Tras el bautismo de Vladimir en Korsun, este jefe y guerrero severo, que
había elegido el poder e iba hacia él en un camino lleno de cruel lucha,
que tenía seis mujeres e incontables concubinas, que no prohibía
sacrificar hombres a los ídolos, aceptó sinceramente la enseñanza de la
Iglesia sobre el pecado y las palabras de Cristo sobre el amor y la
misericordia. El bautismo había transformado a Vladimir por completo.

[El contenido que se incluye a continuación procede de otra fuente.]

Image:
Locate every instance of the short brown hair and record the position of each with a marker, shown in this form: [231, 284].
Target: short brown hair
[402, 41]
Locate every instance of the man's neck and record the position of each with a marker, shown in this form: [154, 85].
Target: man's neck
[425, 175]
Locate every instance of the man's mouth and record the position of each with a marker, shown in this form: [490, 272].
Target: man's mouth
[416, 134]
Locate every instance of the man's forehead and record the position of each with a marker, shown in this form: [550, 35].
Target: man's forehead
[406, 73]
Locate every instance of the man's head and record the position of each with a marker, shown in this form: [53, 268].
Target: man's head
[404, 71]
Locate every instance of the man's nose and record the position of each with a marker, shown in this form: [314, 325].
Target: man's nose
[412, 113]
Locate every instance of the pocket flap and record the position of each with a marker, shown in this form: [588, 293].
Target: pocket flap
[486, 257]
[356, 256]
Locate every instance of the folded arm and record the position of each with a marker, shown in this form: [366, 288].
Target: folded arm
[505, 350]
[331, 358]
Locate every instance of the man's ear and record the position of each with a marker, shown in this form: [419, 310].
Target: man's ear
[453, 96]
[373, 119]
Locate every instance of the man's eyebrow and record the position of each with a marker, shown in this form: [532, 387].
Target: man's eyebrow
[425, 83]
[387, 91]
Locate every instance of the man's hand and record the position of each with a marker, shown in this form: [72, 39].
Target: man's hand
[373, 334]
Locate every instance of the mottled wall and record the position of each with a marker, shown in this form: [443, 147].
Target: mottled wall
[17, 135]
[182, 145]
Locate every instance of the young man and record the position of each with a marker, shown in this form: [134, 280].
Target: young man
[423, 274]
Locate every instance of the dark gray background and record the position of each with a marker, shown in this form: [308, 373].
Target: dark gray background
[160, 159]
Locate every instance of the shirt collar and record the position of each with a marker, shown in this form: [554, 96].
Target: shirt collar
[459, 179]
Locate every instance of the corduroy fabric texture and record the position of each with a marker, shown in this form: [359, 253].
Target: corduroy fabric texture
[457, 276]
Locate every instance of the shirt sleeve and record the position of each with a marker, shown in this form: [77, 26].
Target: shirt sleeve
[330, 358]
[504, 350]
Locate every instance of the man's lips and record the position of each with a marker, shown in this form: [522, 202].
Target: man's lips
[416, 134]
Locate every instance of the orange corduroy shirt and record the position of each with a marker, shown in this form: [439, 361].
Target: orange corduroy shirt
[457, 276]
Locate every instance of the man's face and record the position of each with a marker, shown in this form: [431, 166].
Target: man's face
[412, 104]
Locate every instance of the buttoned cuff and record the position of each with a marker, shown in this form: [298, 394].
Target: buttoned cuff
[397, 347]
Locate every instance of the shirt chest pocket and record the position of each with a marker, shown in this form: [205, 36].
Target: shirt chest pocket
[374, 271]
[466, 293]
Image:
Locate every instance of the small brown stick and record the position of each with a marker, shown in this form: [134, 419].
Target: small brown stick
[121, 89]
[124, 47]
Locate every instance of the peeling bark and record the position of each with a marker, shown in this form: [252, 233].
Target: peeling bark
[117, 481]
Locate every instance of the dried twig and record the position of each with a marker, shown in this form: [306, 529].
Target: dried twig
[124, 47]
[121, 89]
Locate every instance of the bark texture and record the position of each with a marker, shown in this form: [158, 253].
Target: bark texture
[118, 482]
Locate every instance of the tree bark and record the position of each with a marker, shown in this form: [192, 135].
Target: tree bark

Hasta llegó a pensar seriamente en anular la pena de muerte para los
bandoleros, "teniendo miedo de pecar". Los mismos jerarcas eclesiásticos
apenas pudieron convencer al príncipe de que no diera este paso, del que
no se había oído hablar nunca hasta aquel momento en la historia de la
humanidad. El gobierno de Vladimir es conocido por la aparición en la
Rus de la "caritas" cristiana, que empezaba ya en el poder estatal: el
príncipe ayudaba a construir hospitales y refugios y cuidaba del
sustento de los pobres. También las construcciones de las iglesias
fueron hechas con apoyo del principado, se fundó la primera escuela y
comenzó la preparación del clero ruso.
La Iglesia rusa venera al príncipe Vladimir como santo y compara sus
acciones a las de los apóstoles. Con esto no sólo se determinan sus
méritos en la implantación del cristianismo, sino también su
transformación interior espiritual y moral, comparable con la que
experimentaron los apóstoles. El príncipe de Kiev supo superar los
límites de la fe "natural" popular: supo romper con la divinización de
las fuerzas de la naturaleza y con el miedo de su poder, y supo creer en
Aquél que fue voluntariamente a los sufrimientos y a la muerte por el
amor y la salvación del hombre y el mundo. Supo creer con sinceridad y
fortaleza, y arrastró consigo a todo el pueblo.